La grande majorité des gens, peu importe leur pays d’origine et leur appartenance identitaire, perçoivent un déclin dans la qualité morale de leurs contemporain·es. Cette perception serait toutefois une illusion créée par nos biais cognitifs, selon une nouvelle étude.

La croyance en une époque pas si lointaine où nous étions plus solidaires les un·es envers les autres et plus enclin·es à aider notre prochain est bien ancrée dans notre imaginaire collectif. Si vous vous surprenez trop souvent à votre goût à penser : « Ah! Les jeunes de nos jours… », il semblerait que vous êtes loin d’être seul·e.

En fait, ce serait la forte majorité (environ 75 %) de la population d’au moins 60 pays, dont le Canada, qui serait convaincue que la société connait un déclin des mœurs qui aurait débuté il y a au moins 70 ans, selon une étude publiée dans Nature.

Toutefois, en reprenant les résultats de centaines d’études et de sondages cumulant des millions de participant·es, les chercheurs ont démontré que cette idée serait fausse.

En effet, notre perception de la moralité de nos contemporain·es reste généralement constante d’une année à l’autre tout au cours de notre vie. Autrement dit, si on demande à une personne de juger de la gentillesse des gens en ce moment et qu’on répète l’exercice chaque année, elle aura une réponse similaire à chaque fois.

Mais si on lui demande aujourd’hui comment les gens étaient autrefois, sa description sera systématiquement plus positive que celle donnée à l’époque. Son portrait du passé sera aussi plus positif que sa description des gens vivant aujourd’hui.

L’impression universelle d’un monde en décadence

« Nous avons aussi démontré que tout le monde est affecté par l’illusion du déclin des mœurs de la même façon, peu importe leur âge ou leurs caractéristiques identitaires », explique Adam Mastroianni, co-auteur de l’étude.

L’étude a aussi montré que nous percevons tou·tes un déclin qui se produirait au même rythme. Ainsi, une personne âgée qui se remémore son enfance aura l’impression que la moralité de sa société s’est détériorée plus qu’un·e adolescent·e qui fait la même chose, mais c’est simplement parce que l’enfance de l’un remonte à plus longtemps que l’autre, explique le chercheur.
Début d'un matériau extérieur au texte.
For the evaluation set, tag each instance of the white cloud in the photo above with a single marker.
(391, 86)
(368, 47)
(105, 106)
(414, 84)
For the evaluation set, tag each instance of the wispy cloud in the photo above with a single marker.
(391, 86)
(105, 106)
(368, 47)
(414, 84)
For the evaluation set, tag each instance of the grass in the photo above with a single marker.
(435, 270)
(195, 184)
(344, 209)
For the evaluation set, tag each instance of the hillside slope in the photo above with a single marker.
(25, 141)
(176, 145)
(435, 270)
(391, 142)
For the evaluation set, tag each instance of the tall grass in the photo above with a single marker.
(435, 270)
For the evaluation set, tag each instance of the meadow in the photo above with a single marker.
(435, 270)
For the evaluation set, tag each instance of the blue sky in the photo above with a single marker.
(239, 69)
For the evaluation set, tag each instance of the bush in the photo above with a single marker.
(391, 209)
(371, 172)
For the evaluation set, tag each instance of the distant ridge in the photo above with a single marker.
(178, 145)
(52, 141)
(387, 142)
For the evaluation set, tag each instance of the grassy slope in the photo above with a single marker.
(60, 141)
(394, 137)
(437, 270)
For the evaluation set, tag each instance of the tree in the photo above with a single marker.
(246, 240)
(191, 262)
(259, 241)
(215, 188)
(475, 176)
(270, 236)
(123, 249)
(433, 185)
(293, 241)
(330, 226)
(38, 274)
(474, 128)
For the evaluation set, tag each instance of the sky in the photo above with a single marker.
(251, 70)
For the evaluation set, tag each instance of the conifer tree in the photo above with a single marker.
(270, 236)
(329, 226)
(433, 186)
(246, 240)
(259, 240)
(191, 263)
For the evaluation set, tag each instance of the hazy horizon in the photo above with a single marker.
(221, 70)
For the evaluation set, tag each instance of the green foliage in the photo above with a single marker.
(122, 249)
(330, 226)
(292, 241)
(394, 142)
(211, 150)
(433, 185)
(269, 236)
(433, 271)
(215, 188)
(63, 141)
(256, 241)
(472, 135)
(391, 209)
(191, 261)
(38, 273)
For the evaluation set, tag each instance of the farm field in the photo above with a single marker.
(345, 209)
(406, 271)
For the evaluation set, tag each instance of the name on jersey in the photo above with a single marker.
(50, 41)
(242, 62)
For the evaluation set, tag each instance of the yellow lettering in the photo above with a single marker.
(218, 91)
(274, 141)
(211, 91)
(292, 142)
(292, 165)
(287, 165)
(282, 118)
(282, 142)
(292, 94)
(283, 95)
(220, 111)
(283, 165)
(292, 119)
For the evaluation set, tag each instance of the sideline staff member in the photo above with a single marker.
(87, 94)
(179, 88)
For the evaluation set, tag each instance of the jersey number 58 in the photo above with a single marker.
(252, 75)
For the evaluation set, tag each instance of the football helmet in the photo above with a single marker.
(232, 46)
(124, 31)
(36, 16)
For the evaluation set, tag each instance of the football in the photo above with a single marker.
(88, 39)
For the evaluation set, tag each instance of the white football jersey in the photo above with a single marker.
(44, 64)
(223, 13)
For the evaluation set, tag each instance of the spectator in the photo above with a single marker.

« Cette dégradation progressive s’arrête toutefois à l’année de notre naissance, notre impression des gens ayant vécu avant nous étant stable. Cela renforce la probabilité qu’il s’agisse d’un problème de perception », ajoute Adam Mastroianni.

La seule caractéristique individuelle qui ait une certaine incidence semble être l’appartenance politique : les gens qui se définissent comme conservateurs perçoivent la décadence un peu plus fortement que les autres, souligne-t-il. « Mais la différence reste minime par rapport à la moyenne : qu’on soit non partisan, affilié à un parti ou même à l’extrême gauche, tout le monde perçoit le déclin moral », précise-t-il.

Une illusion crée par nos biais

Le chercheur et son équipe ont aussi pu déterminer que cette illusion du déclin des mœurs serait créée par l’interaction entre deux biais cognitifs bien connus des psychologues : les biais de négativité et celui d’asymétrie de la mémoire.  

Le premier est le phénomène derrière notre tendance à s’intéresser davantage aux mauvaises nouvelles et aux commentaires négatifs que l’on entend sur nos semblables qu’aux bonnes nouvelles, explique Adam Mastroianni.

Le second nous amène à perdre la charge émotive associée aux mauvais souvenirs plus rapidement que celle de nos bons souvenirs, ajoute-t-il. « Par exemple si on vous a refusé une danse à votre bal des finissants, c’était probablement horrible à l’époque, mais aujourd’hui ça risque plutôt de vous faire sourire. Mais si vous avez eu un bal merveilleux, le souvenir que vous en avez est probablement encore très bon aujourd’hui », illustre-t-il.

Ainsi, nous avons tendance à voir les gens comme plus méchants qu’ils ne le sont dans notre quotidien, ainsi qu’à oublier les malheurs de notre passé. D’où l’illusion que les choses et les gens étaient mieux avant, résume-t-il.